On Being Palestinian
Embracing the contradictions and struggle of a life lived in Jerusalem.
A version of this story was originally published in GQ (Middle East edition) April 2022 issue.
Today, I find myself at peace. While everything around me feels like a wild hurricane – I’m somehow able to maintain a certain calm that allows me to observe what goes on and navigate it smoothly.
The person I’ve become today is thanks to my upbringing, my many curiosities, and the external factors that define the place I live in. It was a journey, with a lot of transformative stages that I can still recall vividly.
Born and raised in Jerusalem, I grew up witnessing live scenes of war and bloodshed. I thought it was normal to live under occupation. There was a young rebel somewhere within me. As a young teenager, I would argue with friends about religious interpretations and practices. I had the spirit of a rebel, yet I could not think of moral codes and philosophies beyond the religion and ethics I had been taught. I was reading a lot of history and politics, rather than prose and poetry.

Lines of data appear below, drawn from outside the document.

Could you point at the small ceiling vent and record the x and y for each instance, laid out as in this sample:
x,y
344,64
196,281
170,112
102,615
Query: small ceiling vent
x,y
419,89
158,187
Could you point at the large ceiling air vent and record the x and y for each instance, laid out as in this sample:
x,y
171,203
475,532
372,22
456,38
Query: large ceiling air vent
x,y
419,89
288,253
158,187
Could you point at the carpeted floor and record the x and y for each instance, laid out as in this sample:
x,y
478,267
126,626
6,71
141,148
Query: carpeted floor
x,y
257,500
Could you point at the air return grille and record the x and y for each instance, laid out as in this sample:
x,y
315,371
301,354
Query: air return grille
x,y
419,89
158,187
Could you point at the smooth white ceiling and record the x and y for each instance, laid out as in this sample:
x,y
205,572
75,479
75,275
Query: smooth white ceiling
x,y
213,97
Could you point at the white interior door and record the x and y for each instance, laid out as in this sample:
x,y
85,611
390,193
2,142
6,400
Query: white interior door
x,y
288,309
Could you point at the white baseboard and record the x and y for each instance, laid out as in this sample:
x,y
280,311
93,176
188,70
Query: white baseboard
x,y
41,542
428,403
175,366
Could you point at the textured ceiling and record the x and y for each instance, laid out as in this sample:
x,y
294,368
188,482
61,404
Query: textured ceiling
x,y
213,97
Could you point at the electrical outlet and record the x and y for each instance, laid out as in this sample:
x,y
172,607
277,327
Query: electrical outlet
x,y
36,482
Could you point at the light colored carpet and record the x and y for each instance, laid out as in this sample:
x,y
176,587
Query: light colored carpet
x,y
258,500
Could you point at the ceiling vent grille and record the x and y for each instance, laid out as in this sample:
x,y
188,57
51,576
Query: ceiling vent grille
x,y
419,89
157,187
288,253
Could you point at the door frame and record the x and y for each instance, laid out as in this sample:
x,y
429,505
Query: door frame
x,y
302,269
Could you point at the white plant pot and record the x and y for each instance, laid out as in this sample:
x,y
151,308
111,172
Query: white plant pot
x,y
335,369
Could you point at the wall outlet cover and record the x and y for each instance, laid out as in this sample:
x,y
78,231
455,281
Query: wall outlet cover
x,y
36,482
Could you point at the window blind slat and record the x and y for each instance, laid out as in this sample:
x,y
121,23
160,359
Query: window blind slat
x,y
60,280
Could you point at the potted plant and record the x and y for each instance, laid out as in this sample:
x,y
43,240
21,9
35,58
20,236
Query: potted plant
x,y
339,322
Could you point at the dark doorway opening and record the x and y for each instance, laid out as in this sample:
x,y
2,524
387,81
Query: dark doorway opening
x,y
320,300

The activism of Arab youth in 2011 stirred something within me; I became even more passionate about politics. My friendship groups diversified and were no longer restricted to kids of my age. I became friends with people who were older than me for the first time. The exchange of thoughts and ideas at that stage was intense. Every person left an impact. I was observing, experimenting, and learning fast.
That life was noisy, it felt chaotic. At the age of 18, I was on the receiving end of rubber bullets, and tear gas, and saw the inside of a jail cell. There was a lot of passion and optimism within me. The flag of Palestine symbolised a movement of liberation. Books affected me intensely. I read Frantz Fanon and Albert Memmi, and I wanted to put my energy into the emancipation of humankind. I really didn’t have much balance within me in those days.
My personal transformative phases continued. A combination of religious, political, philosophical, and psychedelic experiences, throughout my early twenties, contributed to the character I am today. Those days were colourful, jam-packed, and experimental.
When I discovered I could think about God and religion philosophically, everything changed. An invisible mental barrier suddenly came crashing down.
I felt like a pendulum swinging back and forth between firm belief in the existence of God through faith and logic, and between nihilism and lack of faith on the other side. Those phases of confusion were a necessity for the process of personal enlightenment. I felt like Bazarov coming back from college in Ivan Turganov’s Father and Sons.
After university, real life suddenly hit when I got my first desk job. It was sobering. I insisted on maintaining a routine and a healthy lifestyle. I drowned myself in humanist and existential science-fiction. I was particularly fond of Kurt Vonnegut’s Sirens of Titan. Around me were a few friends I could trust my life with. I focussed on small pleasures and took up running as a hobby. Long-distance running was my way to practise mindfulness; it was a personal refuge. Haruki Murakami would agree.
Eventually, I would settle upon my one and only answer to the frequently asked question: “Which famous person, dead or alive, would you choose to have dinner with?”. My answer would be Albert Camus. He was one author who made me feel an inexplicable amount of optimism. The Stranger was a particularly moving novella. The way his novels and essays discussed themes of absurdism and revolt gave me personal strength in defining my own reasons to live.
I understood that in order to carry on without tripping over, I had to recognise a few things about myself. I chose a few fictions to define myself by. My identity as a Jerusalemite came on top.
The bond I felt with my city felt most authentic in a spiritual and geopolitical sense. I felt lucky to be able to call the holiest city in the world my birthplace and my home. It gave me something to fight for; an eternal struggle I was willing to accept.
I am Palestinian and Muslim, too. They are undeniable parts of my identity. The local pub was central to my life, but so was the Dome of the Rock, as it symbolised the core of my Jerusalemite identity. I saw no contradiction, but rather a feeling of spiritual belonging to an eternal city.
I found my escape in techno music, and in my love for exploration and experiencing new things. One day, I would glorify the mighty Daft Punk. Their album Random Access Memories affected me in ways I could not describe. Today, I find myself driving to work at 7:30am, blasting a playlist of psychedelic trance. Not to everyone’s taste, but to me it felt normal and comforting. After all, the noise of society felt like a hurricane.
Sometimes, all I want is a good DJ set, a lovely sunset, and a few hours of dancing until my feet feel numb. This may seem hard to attain in Jerusalem, where every day constitutes an existential struggle. Below the surface level, the escapist adventures were aplenty, whether in Jerusalem, Ramallah, or elsewhere. There was an energetic, exciting, and inspiring underground culture. It symbolised daily exercises in people imagining liberation. The music was inseparable from politics. The philosophical chats were inseparable from passion. The people were full of life.
I had to accept the many contradictions in my own life, my place in society, and most importantly, I had to be honest with myself. However, I knew one truth for certain: I would choose life in Jerusalem over anything else, anywhere else, at any time.